Alison Ludzki

It was an opportunity too good for Dr. Alison Ludzki to pass up.
Ludzki, a 2020 Movement Science PhD graduate, has taken her research goals halfway around the world to the Karolinska Institute in Stockholm, Sweden, to better understand the link between adipose (fat) tissue and diabetes thanks to a three-year fellowship from a diabetes research company.
Ludzki’s postdoc experience was an opportunity to focus and go all-in on research. “The postdoc is the best chance to focus on your development, and it’s a treat because if one stays in academia, there are other competing demands,” she said. “So, it’s a great time in your training to invest in new and important skills that set you up for a meaningful career in research.”
She is researching how small, intricate molecular changes can contribute to diabetes. To accomplish this, she screens and blocks various genes to see which ones make the biggest impact on the cell. The genes with the biggest impact are studied further.
“There are lots of things in our bodies that contribute to diabetes and one of those things is fat tissue,” Ludzki explained. “Usually there is a link between obesity and diabetes, and obesity is defined by increased fat mass. However, we don’t know the connection between those two, so I came here to study the direct link using a combination of cells and patient samples.”
Her research has discovered previously unstudied genes that aid in fat cell regulation, but she is still running experiments to figure out how and why the genes work. Studying diabetic issues has come naturally for Ludzki. She grew up playing sports and was drawn to exercise science during her undergraduate studies.
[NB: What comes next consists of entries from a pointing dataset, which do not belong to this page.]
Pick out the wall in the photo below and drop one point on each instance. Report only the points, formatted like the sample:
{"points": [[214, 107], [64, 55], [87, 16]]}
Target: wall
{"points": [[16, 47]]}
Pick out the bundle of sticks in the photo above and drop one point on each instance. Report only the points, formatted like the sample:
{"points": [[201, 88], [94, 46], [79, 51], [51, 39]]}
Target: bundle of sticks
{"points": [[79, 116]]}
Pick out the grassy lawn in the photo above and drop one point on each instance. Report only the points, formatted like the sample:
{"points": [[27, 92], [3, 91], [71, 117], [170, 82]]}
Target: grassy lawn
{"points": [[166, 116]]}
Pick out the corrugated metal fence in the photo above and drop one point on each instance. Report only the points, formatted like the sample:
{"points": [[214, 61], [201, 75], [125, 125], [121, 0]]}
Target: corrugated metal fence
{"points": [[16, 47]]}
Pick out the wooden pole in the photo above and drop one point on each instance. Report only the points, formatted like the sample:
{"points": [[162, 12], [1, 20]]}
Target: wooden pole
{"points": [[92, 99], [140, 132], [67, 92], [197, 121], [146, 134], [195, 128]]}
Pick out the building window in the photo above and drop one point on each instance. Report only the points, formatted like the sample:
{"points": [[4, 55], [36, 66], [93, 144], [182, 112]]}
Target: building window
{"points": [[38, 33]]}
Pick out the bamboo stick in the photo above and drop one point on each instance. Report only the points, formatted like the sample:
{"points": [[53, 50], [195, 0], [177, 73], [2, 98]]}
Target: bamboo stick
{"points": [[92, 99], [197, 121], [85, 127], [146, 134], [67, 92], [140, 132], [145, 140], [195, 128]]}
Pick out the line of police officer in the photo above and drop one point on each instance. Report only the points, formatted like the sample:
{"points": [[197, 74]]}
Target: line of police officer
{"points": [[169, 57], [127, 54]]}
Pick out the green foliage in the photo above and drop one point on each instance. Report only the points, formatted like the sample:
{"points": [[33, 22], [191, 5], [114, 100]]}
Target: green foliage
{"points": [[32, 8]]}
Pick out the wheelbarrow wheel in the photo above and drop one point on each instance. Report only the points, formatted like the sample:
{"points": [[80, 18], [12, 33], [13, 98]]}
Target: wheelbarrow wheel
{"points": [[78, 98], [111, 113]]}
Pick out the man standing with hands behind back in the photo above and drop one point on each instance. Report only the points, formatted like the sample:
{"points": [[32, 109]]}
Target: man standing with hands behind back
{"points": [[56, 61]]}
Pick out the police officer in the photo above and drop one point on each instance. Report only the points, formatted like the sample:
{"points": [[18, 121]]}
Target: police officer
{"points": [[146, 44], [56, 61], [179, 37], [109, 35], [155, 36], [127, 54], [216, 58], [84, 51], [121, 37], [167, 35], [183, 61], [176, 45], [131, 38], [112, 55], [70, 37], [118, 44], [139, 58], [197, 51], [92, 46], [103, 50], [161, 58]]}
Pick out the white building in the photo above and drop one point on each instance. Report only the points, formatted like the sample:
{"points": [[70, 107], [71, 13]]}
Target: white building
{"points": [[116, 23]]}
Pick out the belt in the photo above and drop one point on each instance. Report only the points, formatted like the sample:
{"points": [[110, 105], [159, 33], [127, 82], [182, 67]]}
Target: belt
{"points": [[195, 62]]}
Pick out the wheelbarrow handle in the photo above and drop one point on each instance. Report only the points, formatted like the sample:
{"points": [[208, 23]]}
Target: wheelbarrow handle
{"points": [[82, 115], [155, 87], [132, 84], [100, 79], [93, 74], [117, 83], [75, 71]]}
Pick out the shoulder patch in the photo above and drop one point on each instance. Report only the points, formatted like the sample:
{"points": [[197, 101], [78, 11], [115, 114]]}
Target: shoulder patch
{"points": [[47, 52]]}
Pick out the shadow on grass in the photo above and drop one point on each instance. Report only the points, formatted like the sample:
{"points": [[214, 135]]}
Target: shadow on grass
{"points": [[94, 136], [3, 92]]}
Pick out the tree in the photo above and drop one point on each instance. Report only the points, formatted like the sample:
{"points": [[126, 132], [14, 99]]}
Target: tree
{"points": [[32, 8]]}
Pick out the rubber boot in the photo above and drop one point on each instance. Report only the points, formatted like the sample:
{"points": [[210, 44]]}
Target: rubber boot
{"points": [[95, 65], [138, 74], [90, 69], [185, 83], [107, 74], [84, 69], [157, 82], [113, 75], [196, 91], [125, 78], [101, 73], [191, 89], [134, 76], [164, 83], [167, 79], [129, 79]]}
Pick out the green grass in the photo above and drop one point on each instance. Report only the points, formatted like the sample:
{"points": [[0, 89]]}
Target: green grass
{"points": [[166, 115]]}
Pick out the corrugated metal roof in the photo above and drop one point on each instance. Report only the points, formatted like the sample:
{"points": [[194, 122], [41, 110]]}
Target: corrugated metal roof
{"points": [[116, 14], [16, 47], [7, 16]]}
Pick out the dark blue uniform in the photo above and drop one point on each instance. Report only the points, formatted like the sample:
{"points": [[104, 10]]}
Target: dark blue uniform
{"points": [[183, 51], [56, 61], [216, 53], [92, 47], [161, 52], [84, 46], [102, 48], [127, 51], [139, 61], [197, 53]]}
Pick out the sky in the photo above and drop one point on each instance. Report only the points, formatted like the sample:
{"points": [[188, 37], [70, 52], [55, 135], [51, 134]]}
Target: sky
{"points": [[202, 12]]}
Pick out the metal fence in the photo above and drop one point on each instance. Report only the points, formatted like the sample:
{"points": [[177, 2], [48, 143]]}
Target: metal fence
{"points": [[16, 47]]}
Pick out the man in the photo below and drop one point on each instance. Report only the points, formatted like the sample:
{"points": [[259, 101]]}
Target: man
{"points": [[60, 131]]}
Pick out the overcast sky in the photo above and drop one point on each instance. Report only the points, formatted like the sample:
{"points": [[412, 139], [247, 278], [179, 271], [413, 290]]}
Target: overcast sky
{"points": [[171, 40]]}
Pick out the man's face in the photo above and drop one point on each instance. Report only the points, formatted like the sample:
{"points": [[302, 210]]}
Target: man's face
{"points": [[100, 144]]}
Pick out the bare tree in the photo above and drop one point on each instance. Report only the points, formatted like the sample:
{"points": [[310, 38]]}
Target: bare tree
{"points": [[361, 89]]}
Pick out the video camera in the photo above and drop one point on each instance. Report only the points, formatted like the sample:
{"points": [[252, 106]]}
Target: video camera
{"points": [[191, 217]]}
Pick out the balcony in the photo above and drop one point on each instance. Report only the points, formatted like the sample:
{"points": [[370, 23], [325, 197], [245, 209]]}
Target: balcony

“Exercise is a strong improver of glucose levels and helps control blood glucose levels in people with and without diabetes,” she explained. “I went from studying exercise to studying blood glucose control in healthy people, and then moved towards studying how we improve the situation when it's dysregulated in people with diabetes.”
Ludzki said the biggest difference between studying diabetes at a molecular level and in human control groups is how the experiment’s design is set up.
“When we perform studies in humans, we think about what interventions we will do: overeating, exercise training, etc., and then what we want to measure,” she explained. “With more molecular experiments, we are controlling much more specific conditions in cells: how much insulin the cells have, which genes are turned on/off, etc. So it’s a lot more levels of control and specificity. Both tell us different and important things about how diabetes develops; they are complementary.” While at U-M, Ludzki worked in Jeff Horowitz’s (professor of Movement Science) Substrate Metabolism Lab.
“Working in Jeff’s lab gave me some exciting tools to measure integrative responses between our body systems and try to understand our overall response to exercise and diet interventions,” she said.
Some of her favorite moments came when she was able to use those tools and cutting-edge research techniques to test some of the big-picture questions related to short-term exercise response. “There aren’t a lot of people around the world combining these techniques with the level of care Jeff’s group takes to test questions,” she said. “This allows us to learn how humans are responding to diet and exercise.
Even though this has been a new research frontier for Ludzki, the skills she learned earning her Movement Science PhD have helped her take a big-picture approach to how her research can impact human health. “It’s helpful to have as a framework when you’re working with cells daily,” she said.
Working in Jeff Horowitz's lab gave me some exciting tools to measure integrative responses between our body systems and try to understand our overall response to exercise and diet interventions.